There are also requirements to follow policies about wood packaging materials. A phytosanitary certificate must go with most wood packaging material. Wood packaging material from China is no longer allowed into Canada unless an International Plant Protection Convention (IPPC) mark is clearly denoted to indicate treatment certification. For more information on requirements about wood packaging material, please visit the Canadian Food Inspection Agency (CFIA) website.
Visit the CBSA website for information related to food, plant, and animal import requirements.
A Kimberley Process Certificate must accompany rough diamond imports to Canada. The government of the country of export must confirm the certificate. The certificate must also accompany rough diamonds in transit across Canada to another country. Each shipment requires a distinct certificate. A shipment may consist of several containers. Importers must present the Kimberley Process Certificate to a CBSA officer at the point of entry in Canada.
For more information, visit the Natural Resources Canada website or contact the Kimberley Process Office at:
KIMBERLEY PROCESS OFFICE
MINERALS AND METALS SECTOR
NATURAL RESOURCES CANADA
580 BOOTH STREET
OTTAWA ON K1A 0E4
Live animals aren’t allowed in international mail.

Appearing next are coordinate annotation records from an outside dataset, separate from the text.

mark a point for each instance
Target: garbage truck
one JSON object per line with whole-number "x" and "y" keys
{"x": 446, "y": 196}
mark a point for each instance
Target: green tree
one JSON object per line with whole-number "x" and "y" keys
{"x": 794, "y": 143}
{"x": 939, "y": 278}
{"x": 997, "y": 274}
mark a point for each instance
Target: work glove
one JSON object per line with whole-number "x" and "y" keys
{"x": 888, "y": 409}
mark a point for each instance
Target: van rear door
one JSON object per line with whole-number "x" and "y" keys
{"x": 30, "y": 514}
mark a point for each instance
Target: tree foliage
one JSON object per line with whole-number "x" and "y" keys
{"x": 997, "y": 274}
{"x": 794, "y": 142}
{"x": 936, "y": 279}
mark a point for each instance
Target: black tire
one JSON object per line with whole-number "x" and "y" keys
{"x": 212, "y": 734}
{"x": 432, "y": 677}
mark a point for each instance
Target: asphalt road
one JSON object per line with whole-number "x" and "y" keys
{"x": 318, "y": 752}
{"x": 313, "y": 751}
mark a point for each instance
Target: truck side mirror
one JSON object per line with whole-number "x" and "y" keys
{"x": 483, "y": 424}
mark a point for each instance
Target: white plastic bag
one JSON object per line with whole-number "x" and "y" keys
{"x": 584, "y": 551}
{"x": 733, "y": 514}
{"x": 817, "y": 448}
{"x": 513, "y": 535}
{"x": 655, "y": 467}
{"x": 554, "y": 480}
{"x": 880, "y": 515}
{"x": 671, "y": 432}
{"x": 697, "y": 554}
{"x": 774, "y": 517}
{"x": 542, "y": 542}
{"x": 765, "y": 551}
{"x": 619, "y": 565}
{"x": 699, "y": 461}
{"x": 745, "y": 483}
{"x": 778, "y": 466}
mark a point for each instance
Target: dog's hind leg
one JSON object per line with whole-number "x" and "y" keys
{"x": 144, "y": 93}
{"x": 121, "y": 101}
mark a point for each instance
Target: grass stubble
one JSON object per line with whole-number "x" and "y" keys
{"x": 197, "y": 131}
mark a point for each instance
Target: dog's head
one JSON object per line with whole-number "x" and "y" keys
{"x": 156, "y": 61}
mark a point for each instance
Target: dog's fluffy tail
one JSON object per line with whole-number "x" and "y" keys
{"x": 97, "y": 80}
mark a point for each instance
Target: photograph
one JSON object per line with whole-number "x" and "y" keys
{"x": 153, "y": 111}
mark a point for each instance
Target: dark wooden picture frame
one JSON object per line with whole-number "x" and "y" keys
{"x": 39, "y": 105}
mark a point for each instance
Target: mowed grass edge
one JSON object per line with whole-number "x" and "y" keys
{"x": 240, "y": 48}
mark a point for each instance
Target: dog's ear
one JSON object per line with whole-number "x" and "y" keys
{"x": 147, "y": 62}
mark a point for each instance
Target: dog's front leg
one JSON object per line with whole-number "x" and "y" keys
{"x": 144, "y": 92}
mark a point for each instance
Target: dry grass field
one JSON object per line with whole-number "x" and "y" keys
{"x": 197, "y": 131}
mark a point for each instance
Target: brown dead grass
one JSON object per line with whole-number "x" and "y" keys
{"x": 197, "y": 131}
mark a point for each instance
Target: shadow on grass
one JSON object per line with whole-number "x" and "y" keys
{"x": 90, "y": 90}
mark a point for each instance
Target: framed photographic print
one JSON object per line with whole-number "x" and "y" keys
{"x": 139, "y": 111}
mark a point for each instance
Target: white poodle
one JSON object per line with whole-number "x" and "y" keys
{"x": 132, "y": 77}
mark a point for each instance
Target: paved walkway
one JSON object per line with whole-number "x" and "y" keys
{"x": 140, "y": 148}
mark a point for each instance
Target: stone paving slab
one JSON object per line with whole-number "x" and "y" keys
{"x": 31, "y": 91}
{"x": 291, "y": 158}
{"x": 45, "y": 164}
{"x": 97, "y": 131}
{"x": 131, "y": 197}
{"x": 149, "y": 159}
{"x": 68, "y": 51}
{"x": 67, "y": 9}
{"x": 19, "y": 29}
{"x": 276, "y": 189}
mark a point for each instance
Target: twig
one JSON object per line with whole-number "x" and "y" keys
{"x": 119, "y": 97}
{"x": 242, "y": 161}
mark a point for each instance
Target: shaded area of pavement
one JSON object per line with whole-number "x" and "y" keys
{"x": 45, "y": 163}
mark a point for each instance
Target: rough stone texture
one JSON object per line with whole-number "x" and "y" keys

You may import live insects and pests if they’re:
- Packaged properly
- Identified properly
- Have an import permit (if required)
For more information contact:
CANADIAN FOOD INSPECTION AGENCY
59 CAMELOT DR
OTTAWA ON K1A 0Y9
1-613-225-2342 or 1-800-442-2342
You’re allowed certain medical and biological materials if they’re:
- Packaged properly
- Identified properly
- Not infectious, poisonous, or otherwise prohibited under:
- The Transportation of Dangerous Goods Act
- The Food and Drugs Act
- Any other applicable law
We’re providing this information as a convenience only. All of this information is subject to change without notice, and we don't guarantee its accuracy or completeness. It's your responsibility to make sure that you are complying with all applicable requirements when you send or receive international mail items.